By all rights, this should have been called Chapter 4: Officially Out of Both Sanity and Ideas. Watching this chapter was one of the most pointless 20 minutes I have ever spent and was only redeemed — slightly redeemed — in that it captured on film the emotional and physical pain Regis Toomey had to endure to make a living in Hollywood.

Chapter 4 starts out well enough by not completely cheating on the cliffhanger. While the crashing antenna missed the car, Regis’ expert defensive driving technique does cause the vehicle to careen off the road and down a mild hill.

Pretend this cute little model is an actual car.

 

The prisoner Monk escapes during the chaos. G-Man Bob is unscathed as always (I hold out hope that around Chapter 10, it will be revealed he is a robot made of Teflon and fiberglass), but the Toomster gets knocked out again. By all rights he should have experienced enough head trauma to be entertainingly off-kilter at this point; alas, he is no Zaroff or Uncle Charlie. He does however have the presence of mind to be very cranky when G-Man Bob rouses him in the middle of a field. Toomey knows that unconsciousness is the best case scenario: A paycheck without having to actually do any work.

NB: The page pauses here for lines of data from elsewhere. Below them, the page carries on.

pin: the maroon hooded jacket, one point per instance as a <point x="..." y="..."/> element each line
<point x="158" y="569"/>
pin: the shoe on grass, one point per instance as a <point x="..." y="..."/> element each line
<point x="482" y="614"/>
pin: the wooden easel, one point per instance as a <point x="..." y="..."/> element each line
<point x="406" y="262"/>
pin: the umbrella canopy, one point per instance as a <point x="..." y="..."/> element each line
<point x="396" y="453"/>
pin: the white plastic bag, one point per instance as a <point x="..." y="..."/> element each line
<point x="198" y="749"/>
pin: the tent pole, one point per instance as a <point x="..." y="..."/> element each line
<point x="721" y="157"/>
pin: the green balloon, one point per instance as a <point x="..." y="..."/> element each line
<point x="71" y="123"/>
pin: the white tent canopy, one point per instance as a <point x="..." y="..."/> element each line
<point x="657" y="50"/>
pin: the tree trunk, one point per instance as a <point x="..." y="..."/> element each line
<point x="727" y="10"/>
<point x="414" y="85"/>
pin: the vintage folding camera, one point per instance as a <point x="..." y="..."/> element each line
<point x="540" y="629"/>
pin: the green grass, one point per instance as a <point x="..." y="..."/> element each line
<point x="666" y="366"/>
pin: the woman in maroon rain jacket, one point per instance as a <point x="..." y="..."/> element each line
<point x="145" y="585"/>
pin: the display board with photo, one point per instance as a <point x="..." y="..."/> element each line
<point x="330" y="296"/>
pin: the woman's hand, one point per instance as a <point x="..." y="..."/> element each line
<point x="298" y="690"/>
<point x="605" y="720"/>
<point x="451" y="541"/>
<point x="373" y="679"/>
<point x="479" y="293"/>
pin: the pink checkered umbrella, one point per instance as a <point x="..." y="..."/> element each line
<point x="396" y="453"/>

Toomster also knows that this production is in so much trouble that it’s about to embark on five full minutes of tiresome repetition just to fill out a chapter. He suggests they go after Monk, but G-Man Bob again says apprehending the bad guys is not important. Instead, he trots to the nearby car to retrieve Dr. Zorka’s magic meteorite while Regis dusts himself off. Monk knocks Regis unconscious again and steals the meteorite again. Bob shoots Monk in the arm again, he loses the meteorite again, Bob retrieves the meteorite again and rouses Toomey from his stupor again. Regis suggests they go after Monk again and G-Man Bob says it’s not worth it again. Zorka discovers the meteorite missing and, when Monk returns, is again convinced by Monk — who is a shitty damn liar, by the way — that he had nothing to do with the loss of the meteorite again. Again again fucking again with this movie. This is so sad, you guys. I feel sorry for the innocent shrubbery and blades of grass that were slightly disturbed in the making of such a pitiful excuse for entertainment.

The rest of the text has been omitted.